The next four Sprint Cup series races will go a long way toward determining whether Chip Ganassi's bid to conquer the world of racing is successful. The Sprint Cup is by far the most important of the six series where Ganassis is competing. But there's a chance that neither one of his drivers, Jamie McMurray nor Kyle Larson, will make the postseason Chase.
On the other hand, Larson could win one of the four remaining races before the postseason -- starting at the Bristol Motor Speedway on Saturday night -- and help Ganassi get both of his drivers into the Chase. McMurray and Larson could also both make the Chase on points if Chris Buescher, the upset winner at the Pocono Raceway earlier this year, fails to make the Top 30, which is required for a race winner to advance.
In any event, a unique season was predetermined for the Ganassi team in a year characterized as "18 drivers, 14 cars, and six series."
A successful season is already a lock for Ganassi in one respect. His factory Ford GT team won its class at the Le Mans 24-hour in June after a heated battle with one of the Ferrari teams. That victory came in the inaugural season for the incomparable Ford GT -- and fifty years after Ford first conquered the great French race in 1966.
That was the year the Ford Mk. II beat a bevy of Enzo Ferrari's entries for the overall honors as Henry Ford II took revenge on the Italian, who reneged on a promise to sell his sports car company to Ford.
The Chevy side of the equation is not doing as well this year in NASCAR or IndyCar, where a last-place finish by defending series champ Scott Dixon after ill-advised contact at the Mid-Ohio Sports Car Course dropped him to a distant fifth place in the standings. He is now tied with Ganassi teammate Tony Kanaan.
Making NASCAR's Chase would go a long way toward uplifting sponsors, Chevy and the Ganassi team's stock car reputation. As it is, this season remains the second straight without a victory. So a win by Larson, who has been running among the leaders this year on a variety of tracks, would be gigantic.
The Californian would be in a much stronger position in the points, at least, if he hadn't been dumped in the final corner at Watkins Glen by A.J. Allmendinger while running fourth, which cost Larson 25 points.
Among the four tracks remaining before the postseason, in addition to Bristol, Larson was also a contender at the Michigan International Speedway, where he finished third earlier this year.
If Buescher, who is currently three points shy, advances into the Top 30, then McMurray is on the bubble in the current standings as the fourth driver to advance on points. The next driver is Larson, who trails his teammate by a distant 30 points.
The most likely scenario is that one of the two Ganassi drivers make it.
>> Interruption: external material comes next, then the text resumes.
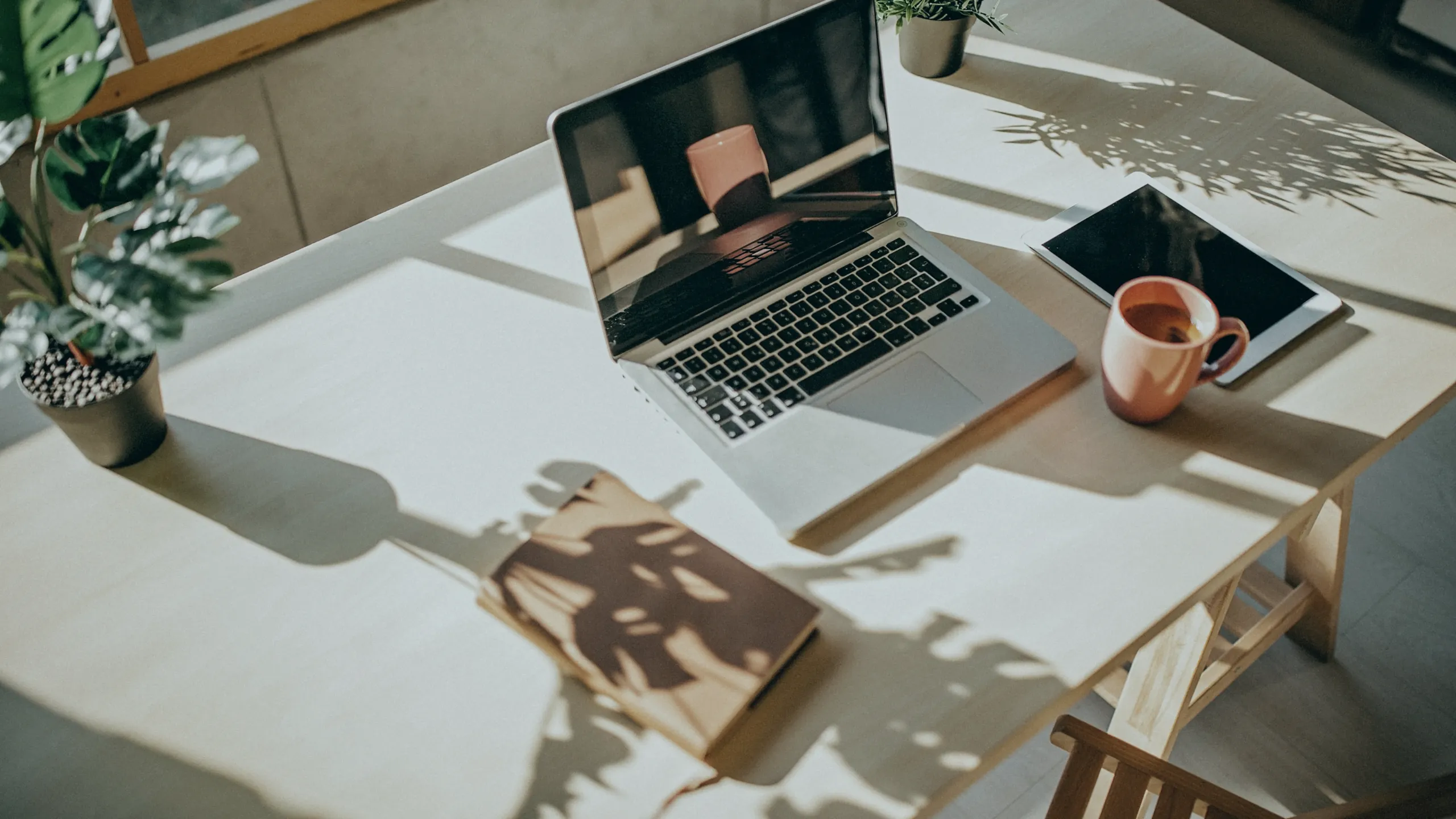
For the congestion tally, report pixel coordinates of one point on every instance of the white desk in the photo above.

Even if Buescher advances, somebody will have to step up to get the final position available on points currently held by McMurray -- assuming no new winner emerges in the last four races. Trevor Bayne, Kasey Kahne and Ryan Blaney are the most likely new winners and also the three drivers who could catch McMurray and/or Larson in the points. Another potential winner is veteran Greg Biffle, teammate to Bayne at Roush Fenway Racing, still in the midst of its rebuilding effort.
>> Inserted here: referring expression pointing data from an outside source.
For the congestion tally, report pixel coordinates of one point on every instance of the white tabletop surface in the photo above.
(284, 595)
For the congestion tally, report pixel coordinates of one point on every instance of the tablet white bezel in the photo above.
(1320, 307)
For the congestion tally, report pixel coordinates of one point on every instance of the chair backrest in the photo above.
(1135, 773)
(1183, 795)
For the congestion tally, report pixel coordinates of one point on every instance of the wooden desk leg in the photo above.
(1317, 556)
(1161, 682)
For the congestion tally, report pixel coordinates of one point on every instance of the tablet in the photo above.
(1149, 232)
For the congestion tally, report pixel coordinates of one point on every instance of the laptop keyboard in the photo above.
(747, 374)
A bright spot for Ganassi in NASCAR has been the rookie season of Brennan Poole in the Xfinity Series. Although he doesn't have a victory, the rookie is currently on track to make this year's first Chase for the understudy series. The ARCA series convert is second to Erik Jones in the rookie standings, but is not likely to catch 20-year-old phenomenon Jones, who has three victories and 11 Top 5 finishes.
Another success story for Ganassi has been the Ford GT team that runs in the WeatherTech series of IMSA. In addition to winning its one-off appearance at Le Mans, the team has won three races in the American series. Drivers Richard Westbrook and Ryan Briscoe are currently locked in a championship battle with the Corvette drivers.
The sports car effort includes a two-car Ford GT squad based in England that competes in the World Endurance Championship, where Olivier Pla and Stefan Mucke lead the points standings with five races remaining, including an upcoming appearance at the Circuit of the Americas in Texas.
If nothing else, it will be an interesting run to the various championships for the Ganassi team. There is only one other American team owner, Roger Penske, who has as many different teams running in major series, including Sprint Cup, Xfinity, IndyCar and the Australian Supercars Championship.
Alas, Penske drivers Simon Pagenaud and Will Power are leading the IndyCar championship and Penske's two Sprint Cup drivers, Brad Keselowski and Joey Logano, are race winners headed for the Chase, where they are expected to be contenders.
By that standard, Ganassi, shut out in the Indy 500, is currently hanging his hat on one race victory in France, albeit a great one.